Memory Managers and String Building

synscalemm[This is a guest post, written by Primož Gabrijelčič]

One thing interested me since I started reading Eric’s series on string concatenation performance – how would different memory managers compare in a multi-threaded scenario. Today I decided to spend an hour finding out…

edit 18/11: the tests were run with debug mode, which affected TTextWriter very negatively (TWOBS is also affected a negatively, but less, and StringBuilder and Trivial aren’t affected much).  I’ll be repeating tests with more memory managers and in more stable conditions in the next few weeks.


Three memory managers were tested. In the first place, there was FastMM – not the built-in version but the latest SourceForge release (4.991).

Next I tested with SynScaleMM, which is part of the mORMot/Synopse.

The last contender was a new memory manager which I’ll call NN. [I’m discussing the possibility of releasing it as an open source with the authors, but for the moment this is a proprietary memory manager.]


I took Eric’s source code and wrote a simple console app that generates results for the four tests he used in the multithreaded test and for number of cores from 1 to 12. I have a computer with two Xeon E5-2620 processors, each containing six cores, so 12 threads was a natural limit.

Programs were compiled in XE2 Update 4 Hotfix 1 (my natural habitat) and then I closed all programs running on Windows (7, 64-bit) and ran the tests from the command line.

Besides the time (which was calculated by the Eric’s unit) I have also measured peak working set usage for each memory manager. This gives us a good indication of how much memory each program was using.

Memory Manager Performance


On my hardware (or maybe with my FastMM – I don’t know the exact version Eric was using for his tests), trivial builder performs even better than TTextWriter and TWriteOnlyBlockStream. StringBuilder, however, is terribly slow.


With SynScaleMM, TWriteOnlyBlockStream performs the best. There’s actually almost no slowdown up to the 7 cores (and even the result on 8 cores could be a measurement error). TTextWriter is the slowest and trivial string builder performs better than StringBuilder.

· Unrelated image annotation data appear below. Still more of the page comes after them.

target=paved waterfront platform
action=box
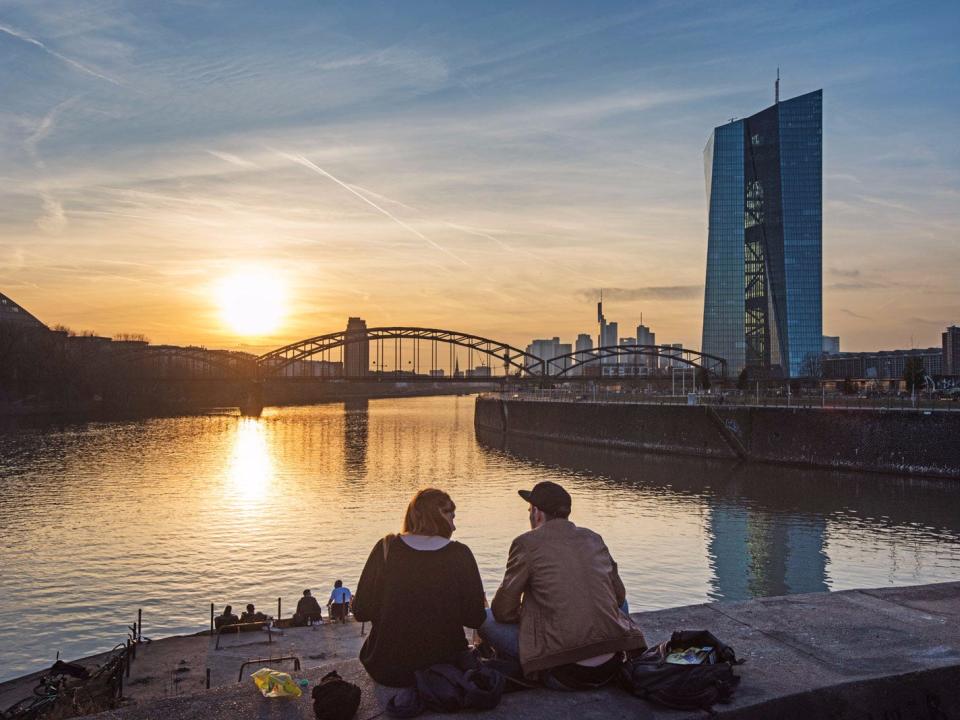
[84,582,960,720]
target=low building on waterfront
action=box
[820,347,944,380]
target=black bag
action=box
[620,630,743,715]
[386,660,506,718]
[313,670,360,720]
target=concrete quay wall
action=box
[474,397,960,478]
[90,583,960,720]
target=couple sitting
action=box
[353,482,646,689]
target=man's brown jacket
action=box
[491,519,646,675]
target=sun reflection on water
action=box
[227,418,274,510]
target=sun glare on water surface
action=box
[216,271,286,335]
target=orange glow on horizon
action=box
[215,270,287,337]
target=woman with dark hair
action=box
[353,488,486,687]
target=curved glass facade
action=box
[702,90,823,377]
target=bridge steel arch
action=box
[544,345,727,378]
[257,327,544,377]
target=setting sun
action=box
[216,271,286,335]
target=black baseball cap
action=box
[517,480,573,515]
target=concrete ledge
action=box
[474,397,960,478]
[90,582,960,720]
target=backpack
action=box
[313,670,360,720]
[386,657,506,718]
[620,630,744,716]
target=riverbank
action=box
[3,582,960,720]
[474,394,960,478]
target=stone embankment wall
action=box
[474,397,960,478]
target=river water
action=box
[0,396,960,680]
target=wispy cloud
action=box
[207,150,259,168]
[37,192,67,235]
[0,25,122,85]
[840,308,870,320]
[23,95,80,168]
[280,153,468,265]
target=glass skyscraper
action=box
[702,90,823,377]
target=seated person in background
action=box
[293,588,323,625]
[240,603,269,623]
[213,605,240,630]
[327,580,351,623]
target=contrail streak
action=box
[0,25,120,85]
[280,153,469,265]
[351,179,602,285]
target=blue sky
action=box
[0,0,960,349]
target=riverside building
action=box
[701,86,823,377]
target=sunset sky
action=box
[0,0,960,350]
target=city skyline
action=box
[0,3,960,350]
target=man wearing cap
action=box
[479,481,646,689]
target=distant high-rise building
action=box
[637,323,657,370]
[663,343,690,368]
[343,318,370,377]
[569,333,593,375]
[575,333,593,352]
[597,295,619,365]
[701,90,823,377]
[620,338,643,365]
[527,337,573,373]
[943,325,960,376]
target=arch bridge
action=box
[100,344,257,380]
[257,326,544,380]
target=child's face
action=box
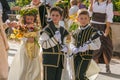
[50,11,62,25]
[25,16,35,24]
[78,14,90,26]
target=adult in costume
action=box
[70,9,101,80]
[0,9,9,80]
[40,19,68,80]
[30,0,47,29]
[40,7,69,80]
[0,0,10,22]
[8,8,42,80]
[89,0,113,73]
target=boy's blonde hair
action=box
[77,9,90,17]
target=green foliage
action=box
[16,0,32,7]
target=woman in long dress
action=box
[89,0,113,73]
[0,10,9,80]
[8,8,42,80]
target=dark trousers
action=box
[74,55,92,80]
[44,66,62,80]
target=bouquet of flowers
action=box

The NN memory manager is, interestingly, the fastest and the slowest of the bunch. As you can see from the graph above, all object-oriented algorithms are performing very well and are not linearly slowing down with the increased number of threads. On the bad side, the trivial algorithm performed so bad that I couldn’t even plot it – it was literally 200 times slower than the FastMM4 version. I have notified the authors about that problem.

Next: Algorithm Performance and Memory Manager

9 thoughts on “Memory Managers and String Building

  1. Some of the benchmark screens are missing the title so it is hard to tell what they are benchmarking…
    You could also include to your test this memory manager: (not the same as syncscalemm).

    BTW: nice idea with Pierre on a Kickstarter!:)

  2. A important thing you need to know, is that SynScaleMM is actually the same as ScaleMMv1, which runs on top of FastMM (which explains similar performance). However, my initial Proof of Concept (v1) only contained a memory manager per thread for small memory (1mb) is always directly requested from Windows (same as FastMM).
    (I also tried to make ScaleMM3 with a very different approached, but it turned out to be much slower…)

    I was also busy with testing on my Quad core, and ScaleMM2 scaled (almost) linear!
    I also tested it with Google’s TCmalloc, which has a similar performance as SMM2 (but never releases it memory to Windows!)
    The MSVCRT MM (Win7) seems to scale fine with stringbuilder (but being slower than all others). But with trivial string it performs very bad! I think it has the same problem as NN: it does a full realloc everytime. Whereas FastMM, ScaleMM and TCmalloc do some kind of “smart capacity” expanding (e.g. alloc 25% more space so need to do a full realloc+move for every byte!).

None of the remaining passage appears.